По идее, все должны сначала закончить учебу, чтобы получить квартиру. Государство понимает эти проблемы: пойти некуда, на работу не устроиться после учебы. Поэтому они могут до 23 лет находиться в детдоме и учиться.
Да, ты можешь попросить помощи у опеки. Но для большинства опека – это злая тетка, которая забрала из семьи, и к ней идти нельзя.
Из детдома выходят взрослые люди, а не дети и подростки. Это очень интересный момент. Некоторые любят таскать подарки «бедным сироткам» в детские дома под Новый год. А когда дети оттуда приходят, например, в класс обычной школы, те же родители сразу кличут их «детдомовцами». Это уже не бедный ребеночек-сироточка, которому хочется вручить сладкий подарочек, а «вот этот из детдома». Восприятие этих ребят сильно меняется. Они недисциплинированные, плохо коммуницируют, у них низкая ответственность. Не потому что они плохие, а потому что их просто не учили.

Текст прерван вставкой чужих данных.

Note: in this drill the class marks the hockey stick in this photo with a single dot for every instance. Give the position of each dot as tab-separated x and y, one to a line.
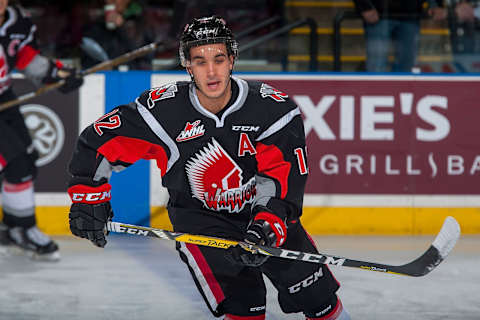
98	67
436	253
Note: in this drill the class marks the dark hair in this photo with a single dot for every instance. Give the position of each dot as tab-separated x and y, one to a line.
203	31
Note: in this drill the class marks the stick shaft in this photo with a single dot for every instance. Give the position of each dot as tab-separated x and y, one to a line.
419	267
98	67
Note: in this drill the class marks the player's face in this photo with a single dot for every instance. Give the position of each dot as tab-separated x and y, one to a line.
211	66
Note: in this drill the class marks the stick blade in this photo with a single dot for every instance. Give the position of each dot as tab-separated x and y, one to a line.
438	251
447	237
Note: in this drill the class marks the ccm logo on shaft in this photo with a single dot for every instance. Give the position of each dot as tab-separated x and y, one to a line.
306	282
91	197
310	257
131	231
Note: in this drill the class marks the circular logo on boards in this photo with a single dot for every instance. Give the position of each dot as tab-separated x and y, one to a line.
46	130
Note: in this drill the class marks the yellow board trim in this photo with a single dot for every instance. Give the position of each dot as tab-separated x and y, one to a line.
321	220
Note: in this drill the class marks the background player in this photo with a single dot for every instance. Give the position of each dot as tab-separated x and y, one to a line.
18	49
232	156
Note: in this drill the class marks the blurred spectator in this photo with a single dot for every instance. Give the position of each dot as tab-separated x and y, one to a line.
391	22
119	30
464	24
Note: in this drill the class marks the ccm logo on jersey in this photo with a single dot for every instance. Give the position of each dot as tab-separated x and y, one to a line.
160	93
269	91
306	282
191	131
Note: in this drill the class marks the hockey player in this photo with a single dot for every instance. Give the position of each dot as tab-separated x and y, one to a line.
18	50
232	156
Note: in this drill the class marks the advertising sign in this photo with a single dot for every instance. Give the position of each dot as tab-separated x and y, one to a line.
375	135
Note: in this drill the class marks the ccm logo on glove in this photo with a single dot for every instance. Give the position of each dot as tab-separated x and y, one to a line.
85	194
276	224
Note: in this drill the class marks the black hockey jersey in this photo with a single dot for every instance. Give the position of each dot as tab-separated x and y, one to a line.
17	44
217	169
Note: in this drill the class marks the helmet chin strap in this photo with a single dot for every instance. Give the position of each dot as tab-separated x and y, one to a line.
192	78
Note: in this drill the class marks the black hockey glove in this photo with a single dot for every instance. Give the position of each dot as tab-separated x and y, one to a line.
90	212
59	72
265	229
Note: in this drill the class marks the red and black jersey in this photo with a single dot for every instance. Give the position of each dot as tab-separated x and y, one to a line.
17	44
250	157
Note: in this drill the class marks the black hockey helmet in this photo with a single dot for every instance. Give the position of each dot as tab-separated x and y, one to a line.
203	31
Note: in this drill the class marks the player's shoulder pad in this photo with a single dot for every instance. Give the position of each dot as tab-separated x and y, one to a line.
154	96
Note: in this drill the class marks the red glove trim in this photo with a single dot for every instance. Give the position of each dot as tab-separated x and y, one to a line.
25	56
81	193
277	225
59	64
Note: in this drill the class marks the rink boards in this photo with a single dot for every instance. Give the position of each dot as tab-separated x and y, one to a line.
387	154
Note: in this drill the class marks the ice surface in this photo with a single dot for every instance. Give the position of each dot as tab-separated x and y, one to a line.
140	278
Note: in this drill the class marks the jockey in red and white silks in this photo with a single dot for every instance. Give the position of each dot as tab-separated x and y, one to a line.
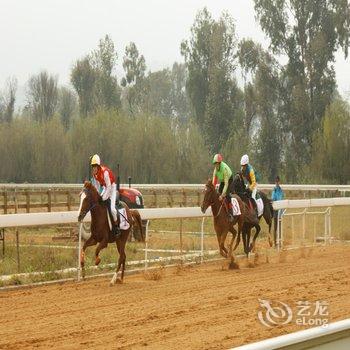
105	178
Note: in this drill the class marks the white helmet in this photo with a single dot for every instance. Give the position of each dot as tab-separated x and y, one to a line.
245	159
95	160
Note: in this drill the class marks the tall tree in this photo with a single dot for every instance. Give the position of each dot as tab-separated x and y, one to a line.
134	66
7	100
83	79
94	80
42	96
178	96
308	32
104	60
212	88
331	147
262	106
67	104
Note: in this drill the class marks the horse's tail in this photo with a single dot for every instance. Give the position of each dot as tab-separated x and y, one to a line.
137	218
268	209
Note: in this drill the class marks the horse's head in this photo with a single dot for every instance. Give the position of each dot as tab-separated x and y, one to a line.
210	196
89	198
238	183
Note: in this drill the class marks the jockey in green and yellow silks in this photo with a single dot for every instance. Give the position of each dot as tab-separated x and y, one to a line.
223	174
249	175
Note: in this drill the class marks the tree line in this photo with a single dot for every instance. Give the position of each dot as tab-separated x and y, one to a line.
164	126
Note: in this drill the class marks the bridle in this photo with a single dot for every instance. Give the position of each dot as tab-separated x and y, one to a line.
91	204
222	203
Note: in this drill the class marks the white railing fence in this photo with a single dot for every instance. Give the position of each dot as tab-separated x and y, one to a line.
287	187
335	336
37	219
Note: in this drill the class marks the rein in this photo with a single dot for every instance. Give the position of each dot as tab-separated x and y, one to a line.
222	203
92	205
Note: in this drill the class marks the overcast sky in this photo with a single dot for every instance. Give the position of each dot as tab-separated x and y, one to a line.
52	34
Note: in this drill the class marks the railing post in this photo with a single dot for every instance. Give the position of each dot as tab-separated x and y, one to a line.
27	201
69	201
304	222
79	252
17	249
329	222
146	246
49	202
202	240
5	202
181	243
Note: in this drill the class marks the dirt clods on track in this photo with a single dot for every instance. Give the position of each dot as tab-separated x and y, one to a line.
200	307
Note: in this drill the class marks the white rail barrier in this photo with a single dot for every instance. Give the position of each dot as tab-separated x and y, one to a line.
335	336
66	217
52	218
287	187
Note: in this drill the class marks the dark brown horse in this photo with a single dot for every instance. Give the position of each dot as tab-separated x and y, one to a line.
100	228
222	225
239	189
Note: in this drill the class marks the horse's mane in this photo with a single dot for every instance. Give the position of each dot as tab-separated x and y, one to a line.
89	186
210	185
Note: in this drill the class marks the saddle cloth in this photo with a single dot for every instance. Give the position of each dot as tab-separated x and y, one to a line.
124	224
260	205
236	210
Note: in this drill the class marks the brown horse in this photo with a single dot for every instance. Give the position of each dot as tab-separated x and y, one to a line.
100	229
222	225
238	187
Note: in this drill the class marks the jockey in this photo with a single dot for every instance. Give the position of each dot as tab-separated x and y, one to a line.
223	174
104	177
249	175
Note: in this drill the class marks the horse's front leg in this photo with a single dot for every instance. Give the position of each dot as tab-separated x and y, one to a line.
240	227
245	235
252	246
90	241
103	244
121	261
223	250
234	233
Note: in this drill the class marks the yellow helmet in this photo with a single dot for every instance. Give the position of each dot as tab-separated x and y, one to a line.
95	160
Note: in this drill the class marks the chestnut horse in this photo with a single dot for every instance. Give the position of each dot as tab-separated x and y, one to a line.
100	229
222	225
238	187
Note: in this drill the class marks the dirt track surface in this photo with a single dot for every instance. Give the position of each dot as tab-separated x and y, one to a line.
203	307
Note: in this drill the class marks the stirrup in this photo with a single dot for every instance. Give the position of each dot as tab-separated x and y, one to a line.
116	230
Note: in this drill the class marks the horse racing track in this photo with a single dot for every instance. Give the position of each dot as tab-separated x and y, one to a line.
206	307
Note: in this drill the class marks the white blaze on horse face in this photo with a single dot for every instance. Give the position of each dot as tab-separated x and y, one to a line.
82	197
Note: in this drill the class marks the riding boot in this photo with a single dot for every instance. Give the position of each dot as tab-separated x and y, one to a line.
115	226
230	212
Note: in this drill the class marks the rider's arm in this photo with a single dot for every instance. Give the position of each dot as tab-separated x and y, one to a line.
106	190
252	178
226	177
215	179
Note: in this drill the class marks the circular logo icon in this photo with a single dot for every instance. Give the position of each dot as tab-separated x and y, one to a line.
273	314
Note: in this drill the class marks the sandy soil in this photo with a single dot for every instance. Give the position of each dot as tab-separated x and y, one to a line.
202	307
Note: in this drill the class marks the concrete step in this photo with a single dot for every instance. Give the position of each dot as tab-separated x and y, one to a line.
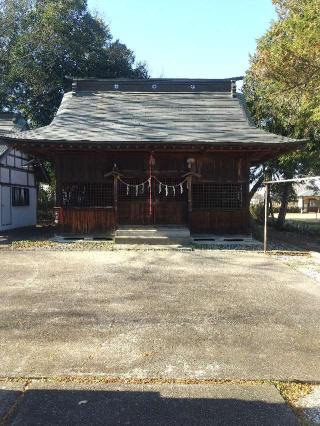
152	235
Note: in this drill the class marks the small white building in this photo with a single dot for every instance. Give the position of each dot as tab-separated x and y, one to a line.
18	188
309	197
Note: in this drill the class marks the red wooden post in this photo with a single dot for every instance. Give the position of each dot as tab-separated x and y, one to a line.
115	199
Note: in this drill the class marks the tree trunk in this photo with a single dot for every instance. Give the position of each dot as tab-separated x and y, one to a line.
271	210
284	204
255	187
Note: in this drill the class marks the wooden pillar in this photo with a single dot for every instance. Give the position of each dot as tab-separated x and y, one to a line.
265	236
115	200
189	182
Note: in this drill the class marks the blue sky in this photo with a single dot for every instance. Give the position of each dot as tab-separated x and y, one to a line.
189	38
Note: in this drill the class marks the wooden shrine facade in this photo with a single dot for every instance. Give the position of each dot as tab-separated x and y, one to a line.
207	192
152	152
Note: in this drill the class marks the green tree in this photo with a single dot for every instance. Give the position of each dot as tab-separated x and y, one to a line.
44	41
282	88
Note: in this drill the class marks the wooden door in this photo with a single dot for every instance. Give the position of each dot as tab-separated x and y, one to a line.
168	202
6	209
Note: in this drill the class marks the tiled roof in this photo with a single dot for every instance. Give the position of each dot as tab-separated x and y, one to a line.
106	113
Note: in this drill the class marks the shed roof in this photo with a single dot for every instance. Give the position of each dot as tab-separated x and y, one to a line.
8	126
308	189
156	110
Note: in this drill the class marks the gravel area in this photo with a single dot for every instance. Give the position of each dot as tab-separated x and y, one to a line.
301	262
310	406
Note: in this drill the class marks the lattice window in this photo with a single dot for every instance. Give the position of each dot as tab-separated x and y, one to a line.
172	194
218	196
87	195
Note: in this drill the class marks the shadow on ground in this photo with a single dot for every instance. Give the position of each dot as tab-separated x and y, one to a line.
74	407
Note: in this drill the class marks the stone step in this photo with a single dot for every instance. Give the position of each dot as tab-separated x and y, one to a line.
184	233
152	235
151	240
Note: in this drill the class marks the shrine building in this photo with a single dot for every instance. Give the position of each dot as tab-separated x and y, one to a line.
152	152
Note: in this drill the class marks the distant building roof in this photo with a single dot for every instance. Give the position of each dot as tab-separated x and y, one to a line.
156	110
311	189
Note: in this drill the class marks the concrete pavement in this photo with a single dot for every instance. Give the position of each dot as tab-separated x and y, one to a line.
49	403
202	314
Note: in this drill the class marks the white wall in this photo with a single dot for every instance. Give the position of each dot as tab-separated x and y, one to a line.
21	215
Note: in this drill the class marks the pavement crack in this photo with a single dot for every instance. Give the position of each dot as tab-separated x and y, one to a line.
4	421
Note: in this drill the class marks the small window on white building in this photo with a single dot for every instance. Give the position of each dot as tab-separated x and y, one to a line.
20	196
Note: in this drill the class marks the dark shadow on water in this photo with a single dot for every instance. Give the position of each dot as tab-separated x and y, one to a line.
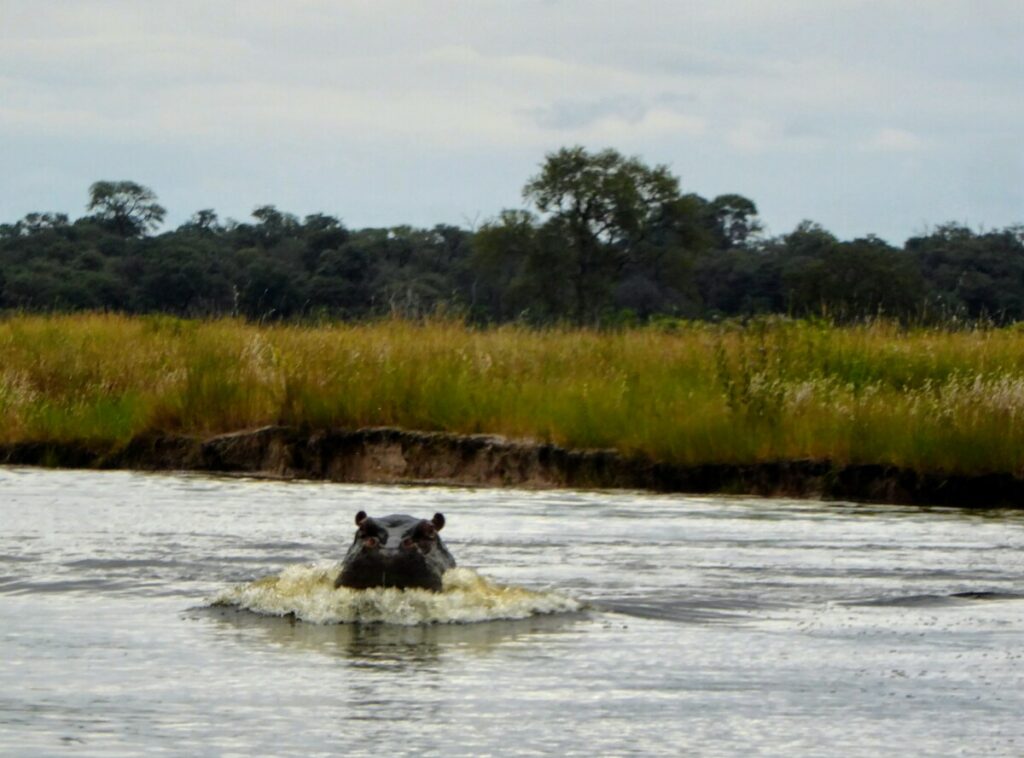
379	644
954	598
696	611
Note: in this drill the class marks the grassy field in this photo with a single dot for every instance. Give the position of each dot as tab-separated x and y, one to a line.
929	399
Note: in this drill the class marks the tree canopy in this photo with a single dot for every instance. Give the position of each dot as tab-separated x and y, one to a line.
606	240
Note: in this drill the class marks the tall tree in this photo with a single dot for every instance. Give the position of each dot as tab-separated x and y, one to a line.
602	204
129	209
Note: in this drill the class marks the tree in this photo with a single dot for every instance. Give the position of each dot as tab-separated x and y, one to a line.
732	219
129	209
602	205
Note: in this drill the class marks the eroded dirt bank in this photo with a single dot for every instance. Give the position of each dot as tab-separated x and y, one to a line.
387	455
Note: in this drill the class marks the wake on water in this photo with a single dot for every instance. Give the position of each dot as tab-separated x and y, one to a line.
307	592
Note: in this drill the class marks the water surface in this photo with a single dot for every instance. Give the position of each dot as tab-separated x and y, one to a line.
651	624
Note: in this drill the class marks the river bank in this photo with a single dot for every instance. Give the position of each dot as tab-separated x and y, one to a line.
384	455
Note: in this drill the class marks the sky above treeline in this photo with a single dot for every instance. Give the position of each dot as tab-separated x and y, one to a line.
866	116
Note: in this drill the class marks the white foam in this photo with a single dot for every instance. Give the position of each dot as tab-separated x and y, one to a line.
307	591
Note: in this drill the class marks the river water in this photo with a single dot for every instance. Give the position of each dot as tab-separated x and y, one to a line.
135	620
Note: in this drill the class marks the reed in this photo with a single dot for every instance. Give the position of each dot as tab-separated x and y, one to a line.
925	398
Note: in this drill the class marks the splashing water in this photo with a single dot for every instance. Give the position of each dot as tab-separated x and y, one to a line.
307	591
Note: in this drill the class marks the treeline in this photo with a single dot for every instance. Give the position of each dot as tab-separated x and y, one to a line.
604	240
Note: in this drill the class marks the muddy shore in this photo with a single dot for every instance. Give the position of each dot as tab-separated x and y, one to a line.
390	456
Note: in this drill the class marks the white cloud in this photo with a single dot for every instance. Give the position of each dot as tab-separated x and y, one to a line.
894	140
729	91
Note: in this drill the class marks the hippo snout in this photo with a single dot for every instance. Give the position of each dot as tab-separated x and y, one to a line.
396	551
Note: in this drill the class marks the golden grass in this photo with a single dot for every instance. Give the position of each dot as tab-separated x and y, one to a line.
929	399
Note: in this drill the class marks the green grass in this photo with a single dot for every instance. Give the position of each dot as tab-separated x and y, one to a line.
929	399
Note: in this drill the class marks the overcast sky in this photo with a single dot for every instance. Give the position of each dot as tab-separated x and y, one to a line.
866	116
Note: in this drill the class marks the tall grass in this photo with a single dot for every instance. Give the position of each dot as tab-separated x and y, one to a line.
925	398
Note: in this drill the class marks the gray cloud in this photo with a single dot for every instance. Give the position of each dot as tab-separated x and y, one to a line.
390	111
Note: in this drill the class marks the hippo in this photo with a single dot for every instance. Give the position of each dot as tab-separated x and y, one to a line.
395	551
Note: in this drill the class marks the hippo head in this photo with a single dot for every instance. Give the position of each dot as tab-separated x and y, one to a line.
395	551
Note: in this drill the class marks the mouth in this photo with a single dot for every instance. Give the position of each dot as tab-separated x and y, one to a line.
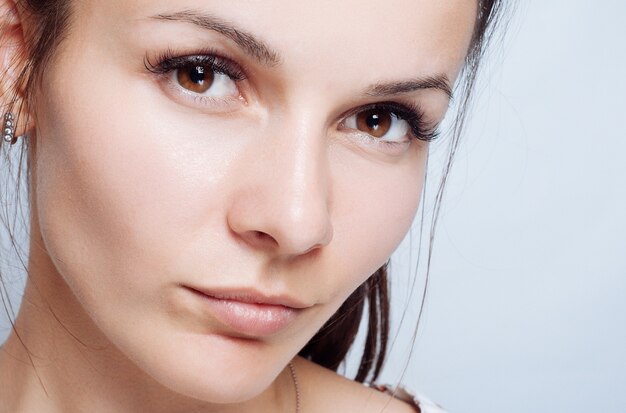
249	313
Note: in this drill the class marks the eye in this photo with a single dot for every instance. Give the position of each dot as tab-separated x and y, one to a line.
380	123
205	80
205	75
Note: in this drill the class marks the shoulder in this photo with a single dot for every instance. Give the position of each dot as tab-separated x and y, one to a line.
323	390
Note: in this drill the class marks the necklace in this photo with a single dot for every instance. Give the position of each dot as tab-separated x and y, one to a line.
294	377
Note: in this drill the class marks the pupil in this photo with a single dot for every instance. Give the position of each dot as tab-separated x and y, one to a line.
197	75
373	121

У нас есть несколько историй, где ребята приходили на постинтернатное сопровождение. Мы помогали им с трудоустройством, с получением дополнительного образования. Одна девочка выучилась на мастера маникюра. Другая стала мамой, мы помогали ей с садиком и няней: ей было 19 лет – она в 18 вышла из детдома, через год вышла замуж и родила, а потом развелась. Но такие ситуации – штучные. В России менталитет такой, что обращаться за помощью стыдно: «Я что, сам не могу?».
Мы открыли небольшой центр социальной адаптации постинтерната на 9 мест, сейчас там живут два мальчика. Во-первых, это крыша над головой, когда некуда идти. Во-вторых, ребята осваивают навыки социальной адаптации – мы помогаем составить список продуктов, разобраться в работе МФЦ, устроиться на работу.
Вы сопровождаете подопечных на собеседованиях?
Да. Например, парень, который хочет стать поваром, приходит устраиваться вместе с куратором. «Назовите три своих сильных качества» – подопечный не ответит. Ты должен три года с ним работать в детском доме, чтобы он понял, какой он.
Сейчас в вашей команде 22 человека. Что всех объединяет?
Это история про ценности. В НКО все делают всё. Например, когда мы готовим фестиваль, подключается вся команда. Неважно, ты маркетолог или куратор по кризисным семьям, мы делаем это вместе, потому что задач много.
Но при этом, если мы работаем, условно, с приемными семьями, обязанности нужно разграничивать. Кто-то отвечает за непосредственное сопровождение, кто-то за сообщество.
В нашей команде есть люди, которые сами столкнулись с кризисными ситуациями. В том числе выпускники детских домов.
Некоторые говорят, что детские травмы влияют на выбор профессии. Кого много обижали, тот идет помогать, например, во врачи
В социалку нормальные люди не приходят, давайте по-честному. Здесь у каждого мотивация связана с личной историей. Возможно, самому человеку вовремя не помогли. Но все равно большинство в каком-то плане травмированные люди. У тех, кто идет в социалку, что-то «свербит». И здесь выбор: либо ты займешь профессиональную позицию, либо придешь всех спасать. Но мы никого не спасаем. С такой мотивацией люди часто выгорают. Не надо делать все за подопечного. Не надо делать так, как тебе кажется лучше. Надо садиться и разговаривать о том, чего хочет человек, но не решать за него.